The Mai-Kai issued this statement:
With gratitude for many happy and successful years, the management team of Mai Kai Restaurant and Polynesian Show is regretful to announce the temporary closure after a weekend flood. Our lovely family run business has such a passionate, loyal fan base and we are excited to begin this first phase of enhancing both the structure and design of one of the historic and unique dining and entertainment venues in all of South Florida. Mai-Kai is in the process of finalizing its renovation plan and remains committed to providing exceptional guest service, exceptional comfort and amenities and a memorable experience. The Hulaween drive in movie event will take place this Friday night as scheduled!”
Original story follows:
The Mai-Kai, one of the last classic American tiki restaurants, shut its doors today with no advance warning. An email sent to media and past guests stated the following:
The Mai-Kai Restaurant & Polynesian Show will be closed effective today and for the upcoming months. While we don't have a reopen date finalized, we will keep our loyal patrons up to date as soon as we have more information to share.
We are proud to be one of the most unique dining and entertainment venues in all of South Florida. Since we opened our doors in 1956, it has been our pleasure to transport our guests to the warmth and magical aura of Polynesia.
The abrupt closure comes as a shock. In recent weeks, the restaurant touted a special fall tasting series, and a Hulaween Drive-in party was scheduled for this Friday. The Hulaween event, to be held in the parking lot, is still scheduled.
Brothers Bob and Jack Thornton built the Mai-Kai in 1956 to capitalize on the country's tiki craze. Drinks like the Jet Pilot and the Rum Runner were the rage, with Don the Beachcomber and Trader Vic's leading the charge.
The Mai-Kai was an ambitious project for its time. With a price tag of $300,000, it was said to be the most expensive restaurant built that year. The gamble paid off with more than $1 million in revenue during its first year of operation.
Though the owners made improvements over the years, the restaurant boasts on its website that it never closed while work was in progress, "so that customers could not see or hear it."

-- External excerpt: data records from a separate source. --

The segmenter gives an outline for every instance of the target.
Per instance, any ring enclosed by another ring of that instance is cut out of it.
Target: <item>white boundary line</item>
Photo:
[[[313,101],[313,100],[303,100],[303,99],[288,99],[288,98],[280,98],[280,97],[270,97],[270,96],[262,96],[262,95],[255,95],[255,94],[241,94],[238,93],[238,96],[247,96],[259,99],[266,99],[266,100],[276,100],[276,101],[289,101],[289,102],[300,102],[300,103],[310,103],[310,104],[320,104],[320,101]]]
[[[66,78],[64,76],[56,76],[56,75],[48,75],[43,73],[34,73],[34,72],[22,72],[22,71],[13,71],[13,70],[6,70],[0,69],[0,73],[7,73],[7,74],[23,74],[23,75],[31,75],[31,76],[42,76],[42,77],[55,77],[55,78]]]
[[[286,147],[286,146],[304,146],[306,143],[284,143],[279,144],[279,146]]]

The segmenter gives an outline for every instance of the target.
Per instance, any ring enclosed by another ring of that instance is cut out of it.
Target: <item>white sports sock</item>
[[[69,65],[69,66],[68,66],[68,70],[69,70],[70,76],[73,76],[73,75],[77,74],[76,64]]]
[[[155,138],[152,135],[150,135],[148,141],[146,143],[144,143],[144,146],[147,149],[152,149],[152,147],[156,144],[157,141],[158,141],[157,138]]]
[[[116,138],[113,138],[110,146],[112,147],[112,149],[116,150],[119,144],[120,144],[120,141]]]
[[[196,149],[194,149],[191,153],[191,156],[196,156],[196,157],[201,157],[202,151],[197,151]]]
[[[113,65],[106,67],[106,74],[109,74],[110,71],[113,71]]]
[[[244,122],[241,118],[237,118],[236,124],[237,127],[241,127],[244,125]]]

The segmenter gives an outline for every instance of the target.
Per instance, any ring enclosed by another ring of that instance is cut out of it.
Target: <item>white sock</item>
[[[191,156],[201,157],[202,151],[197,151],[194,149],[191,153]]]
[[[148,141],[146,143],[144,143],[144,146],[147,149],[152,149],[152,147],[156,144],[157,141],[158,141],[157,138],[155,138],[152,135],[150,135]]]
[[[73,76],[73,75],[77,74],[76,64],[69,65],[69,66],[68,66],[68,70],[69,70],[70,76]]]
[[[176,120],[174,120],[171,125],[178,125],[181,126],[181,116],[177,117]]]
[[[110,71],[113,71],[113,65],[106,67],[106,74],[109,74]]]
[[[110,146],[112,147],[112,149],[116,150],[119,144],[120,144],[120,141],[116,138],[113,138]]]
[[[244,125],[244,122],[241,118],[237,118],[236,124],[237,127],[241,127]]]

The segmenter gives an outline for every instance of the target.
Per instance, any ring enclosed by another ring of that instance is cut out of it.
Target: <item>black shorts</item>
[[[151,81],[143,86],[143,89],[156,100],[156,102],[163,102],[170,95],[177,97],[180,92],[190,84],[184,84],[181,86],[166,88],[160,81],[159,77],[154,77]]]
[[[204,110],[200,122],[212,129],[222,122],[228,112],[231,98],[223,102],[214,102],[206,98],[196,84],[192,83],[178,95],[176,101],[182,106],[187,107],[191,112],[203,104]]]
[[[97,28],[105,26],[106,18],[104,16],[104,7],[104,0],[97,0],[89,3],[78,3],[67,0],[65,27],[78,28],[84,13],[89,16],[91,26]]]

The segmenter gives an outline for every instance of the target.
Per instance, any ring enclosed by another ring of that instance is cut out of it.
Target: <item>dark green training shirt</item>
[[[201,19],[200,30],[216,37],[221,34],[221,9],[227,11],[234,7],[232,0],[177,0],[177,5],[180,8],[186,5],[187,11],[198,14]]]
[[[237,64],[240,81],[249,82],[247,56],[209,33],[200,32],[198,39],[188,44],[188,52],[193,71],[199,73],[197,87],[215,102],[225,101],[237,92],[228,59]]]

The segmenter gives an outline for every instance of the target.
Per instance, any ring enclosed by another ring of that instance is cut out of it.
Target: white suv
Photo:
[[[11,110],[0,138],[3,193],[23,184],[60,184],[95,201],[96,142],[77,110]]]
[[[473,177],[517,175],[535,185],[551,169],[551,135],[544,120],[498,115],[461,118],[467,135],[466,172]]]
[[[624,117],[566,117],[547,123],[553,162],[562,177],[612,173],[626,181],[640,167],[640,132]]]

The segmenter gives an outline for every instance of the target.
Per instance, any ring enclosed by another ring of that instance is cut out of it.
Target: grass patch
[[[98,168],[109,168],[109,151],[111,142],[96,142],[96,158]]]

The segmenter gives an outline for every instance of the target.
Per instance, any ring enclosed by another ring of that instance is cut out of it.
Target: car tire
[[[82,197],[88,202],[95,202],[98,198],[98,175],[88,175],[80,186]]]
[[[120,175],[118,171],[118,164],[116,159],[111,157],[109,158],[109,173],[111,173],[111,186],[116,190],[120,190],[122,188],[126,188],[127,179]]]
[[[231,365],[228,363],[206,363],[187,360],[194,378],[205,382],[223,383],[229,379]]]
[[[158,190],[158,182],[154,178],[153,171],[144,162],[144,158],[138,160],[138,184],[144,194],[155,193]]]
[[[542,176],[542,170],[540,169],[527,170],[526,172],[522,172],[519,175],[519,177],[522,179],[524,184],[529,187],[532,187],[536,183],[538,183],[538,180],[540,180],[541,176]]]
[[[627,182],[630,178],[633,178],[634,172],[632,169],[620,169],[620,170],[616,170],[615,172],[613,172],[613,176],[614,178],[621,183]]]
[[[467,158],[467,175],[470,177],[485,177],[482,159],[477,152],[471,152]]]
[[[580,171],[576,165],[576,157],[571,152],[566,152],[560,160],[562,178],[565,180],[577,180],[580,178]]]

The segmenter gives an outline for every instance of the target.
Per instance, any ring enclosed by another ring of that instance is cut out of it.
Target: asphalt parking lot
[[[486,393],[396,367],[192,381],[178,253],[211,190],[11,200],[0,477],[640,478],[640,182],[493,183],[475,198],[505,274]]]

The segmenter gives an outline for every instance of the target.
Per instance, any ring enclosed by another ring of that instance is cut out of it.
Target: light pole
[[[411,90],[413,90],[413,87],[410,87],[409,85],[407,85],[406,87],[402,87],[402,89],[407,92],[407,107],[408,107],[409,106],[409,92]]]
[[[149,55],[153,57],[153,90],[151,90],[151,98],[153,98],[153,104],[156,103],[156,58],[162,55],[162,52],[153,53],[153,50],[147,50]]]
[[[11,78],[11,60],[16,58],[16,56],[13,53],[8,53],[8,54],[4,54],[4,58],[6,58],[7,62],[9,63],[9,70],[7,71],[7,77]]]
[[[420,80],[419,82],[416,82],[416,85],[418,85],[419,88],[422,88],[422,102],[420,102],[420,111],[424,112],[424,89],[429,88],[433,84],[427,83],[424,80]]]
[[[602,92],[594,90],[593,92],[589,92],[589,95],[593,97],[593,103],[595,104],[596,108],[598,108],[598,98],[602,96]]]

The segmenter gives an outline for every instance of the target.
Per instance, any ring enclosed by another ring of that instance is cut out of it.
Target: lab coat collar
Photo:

In recent years, tiki culture has seen a resurgence, with people flocking to conventions like the annual Hukilau, held partially at Mai-Kai. The iconic Fort Lauderdale restaurant was revered by tiki enthusiasts, who made pilgrimages to drink scorpion bowls and chow down on pu pu platters served by women in sarongs.
The bar is only one element of the Mai-Kai's charm. The restaurant offered nightly Polynesian shows complete with fire dancers, and an outside garden walk was filled with tiki gods.
In 2014, the restaurant was added to the National Register of Historic Places, which noted, "The Mai-Kai reflects national broad patterns of entertainment that began in the 1920s and thrived in the mid-20th century. The Mai-Kai is one of the few remaining Polynesian themed restaurants in Florida."
That same year, Cintas Corporation cited the Mai-Kai as a finalist in its search for the "top toilet"; the restrooms, designed to replicate a Buddhist temple in Thailand, feature shell-shaped sinks, gilded columns, and wooden gods.